In More Than Just Race Wilson wants to explain inner-city behavior — such as young black males’ disdain for low-wage jobs, their use of violence, and their refusal to take responsibility for children — without pointing simplistically to discrimination or a deficit in values. Instead, he argues that years of exposure to similar situations can create responses that look as if they express individual will or active preference when they are, in fact, adaptations or resigned responses to racial exclusion.
Consider a young man who works in the drug economy. That doesn’t mean he places little, if any, value on legitimate work. Employment opportunities are limited in the man’s segregated neighborhood. Most of the good jobs are far away. To complicate matters, many of his friends and neighbors are probably connected to the drug trade. Survival and peer pressure dictate that the man will seek out the dangerous, illegal jobs that are nearby, even while he may prefer a stable, mainstream job. Delinquent behavior? Certainly, but more than likely a comprehensible response to lack of opportunity.
Now focus Wilson’s “socialization” lens on teen pregnancy: Young inner-city women achieve both personal identity and social validation in their community by entering into motherhood. They join others whose lives are similarly defined by early parenting.
Wilson does more than argue for the rationality of such behaviors. The actions of both the young man and the teenage mother are “cultural,” he suggests, because they follow from the individual’s perceptions of how society works. These perceptions are learned over time, and they create powerful expectations that can lead individuals to act in ways that, to the outside world, suggest insolence, laziness, pathology, etc.
Wilson describes this succinctly: “Parents in segregated communities who have had experiences (with discrimination and disrespect) may transmit to children, through the process of socialization, a set of beliefs about what to expect from life and how one should respond to circumstances. … Children may acquire a disposition to interpret the way the world works that reflects a strong sense that other members of society disrespect them because they are black.”

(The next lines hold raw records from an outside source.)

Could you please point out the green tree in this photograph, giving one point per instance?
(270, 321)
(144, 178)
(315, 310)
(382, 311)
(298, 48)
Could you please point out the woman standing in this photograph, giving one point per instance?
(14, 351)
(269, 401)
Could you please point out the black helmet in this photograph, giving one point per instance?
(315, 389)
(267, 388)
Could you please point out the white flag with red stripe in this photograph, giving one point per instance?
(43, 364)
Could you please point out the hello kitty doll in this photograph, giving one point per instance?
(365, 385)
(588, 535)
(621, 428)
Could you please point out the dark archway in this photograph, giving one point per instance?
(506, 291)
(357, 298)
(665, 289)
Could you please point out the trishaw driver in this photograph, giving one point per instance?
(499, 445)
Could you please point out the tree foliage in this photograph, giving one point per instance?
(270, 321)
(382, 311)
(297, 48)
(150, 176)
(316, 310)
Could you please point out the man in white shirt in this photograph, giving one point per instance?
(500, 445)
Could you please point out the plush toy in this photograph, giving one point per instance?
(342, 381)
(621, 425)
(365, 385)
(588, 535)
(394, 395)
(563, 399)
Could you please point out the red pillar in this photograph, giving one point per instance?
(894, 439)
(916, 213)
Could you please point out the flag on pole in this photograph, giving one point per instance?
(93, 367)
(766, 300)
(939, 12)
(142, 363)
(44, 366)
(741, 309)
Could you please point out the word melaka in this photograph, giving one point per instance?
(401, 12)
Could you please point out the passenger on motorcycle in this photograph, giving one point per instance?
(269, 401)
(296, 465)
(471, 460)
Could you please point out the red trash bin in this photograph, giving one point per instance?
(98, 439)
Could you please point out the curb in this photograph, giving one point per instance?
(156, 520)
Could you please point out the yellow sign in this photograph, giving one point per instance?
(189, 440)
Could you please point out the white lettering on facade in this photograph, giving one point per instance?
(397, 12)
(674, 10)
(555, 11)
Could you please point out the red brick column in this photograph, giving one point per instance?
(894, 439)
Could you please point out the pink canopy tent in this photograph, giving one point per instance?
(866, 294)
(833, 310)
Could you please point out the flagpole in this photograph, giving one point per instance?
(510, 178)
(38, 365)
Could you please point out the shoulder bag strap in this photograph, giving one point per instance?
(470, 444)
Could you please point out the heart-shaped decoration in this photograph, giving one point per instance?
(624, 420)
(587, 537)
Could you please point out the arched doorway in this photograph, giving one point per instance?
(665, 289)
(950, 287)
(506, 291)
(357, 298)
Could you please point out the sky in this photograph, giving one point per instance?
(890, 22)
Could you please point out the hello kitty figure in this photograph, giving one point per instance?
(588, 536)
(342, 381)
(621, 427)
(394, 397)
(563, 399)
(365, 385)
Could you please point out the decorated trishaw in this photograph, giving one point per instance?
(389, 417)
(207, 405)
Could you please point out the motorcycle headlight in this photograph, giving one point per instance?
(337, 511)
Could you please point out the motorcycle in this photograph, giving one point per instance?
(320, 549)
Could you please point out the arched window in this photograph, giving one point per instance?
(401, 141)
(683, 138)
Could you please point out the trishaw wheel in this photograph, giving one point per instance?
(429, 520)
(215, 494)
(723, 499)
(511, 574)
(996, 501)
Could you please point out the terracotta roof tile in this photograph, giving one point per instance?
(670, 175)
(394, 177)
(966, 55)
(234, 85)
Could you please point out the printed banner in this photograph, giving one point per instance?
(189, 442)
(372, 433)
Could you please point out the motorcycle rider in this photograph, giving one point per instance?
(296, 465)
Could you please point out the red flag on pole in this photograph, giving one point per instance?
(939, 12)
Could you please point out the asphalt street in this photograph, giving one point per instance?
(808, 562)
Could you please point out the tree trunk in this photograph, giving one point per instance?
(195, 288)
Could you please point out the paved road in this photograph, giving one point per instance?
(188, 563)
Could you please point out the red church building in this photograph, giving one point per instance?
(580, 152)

If you think you’re at a disadvantage (however justified or unjustified that belief may be), you internalize your status, such that your low expectations become as durable an obstacle as the discrimination you might be facing.
Wilson appreciates Moynihan for shedding light on ghetto poverty. But by focusing on the capacity of the poor to act rationally and thoughtfully, Wilson wants us to move past victimhood. In his view, neither defending the victim nor blaming the victim is very helpful in moving us forward.
Three generations of black ghetto dwellers have been relying on welfare and sporadic work and doing so in isolation from the mainstream. It is folly to believe that some distinctive behavior, values, or outlooks have not arisen as a consequence. In Wilson’s work, the recognition functions almost like confession: Let us face the truth, so that we may finally bring forth change.
The book stands to have a powerful impact in policy circles because it points to the elephant in the room. Wilson emphasizes the advantages of “race neutral” jobs programs, knowing that Americans are more likely to support initiatives that are not identified with poor blacks. Stated somewhat crudely, increasing employment will reduce the number of people who might promote or even condone deviant behavior.
Because Wilson advised the Obama campaign, it is likely that his combination of race-neutral social policies and “jobs-first” agenda will be attractive to our president.
Sudhir Venkatesh is William B. Ransford professor of sociology at Columbia University and author of Gang Leader for a Day.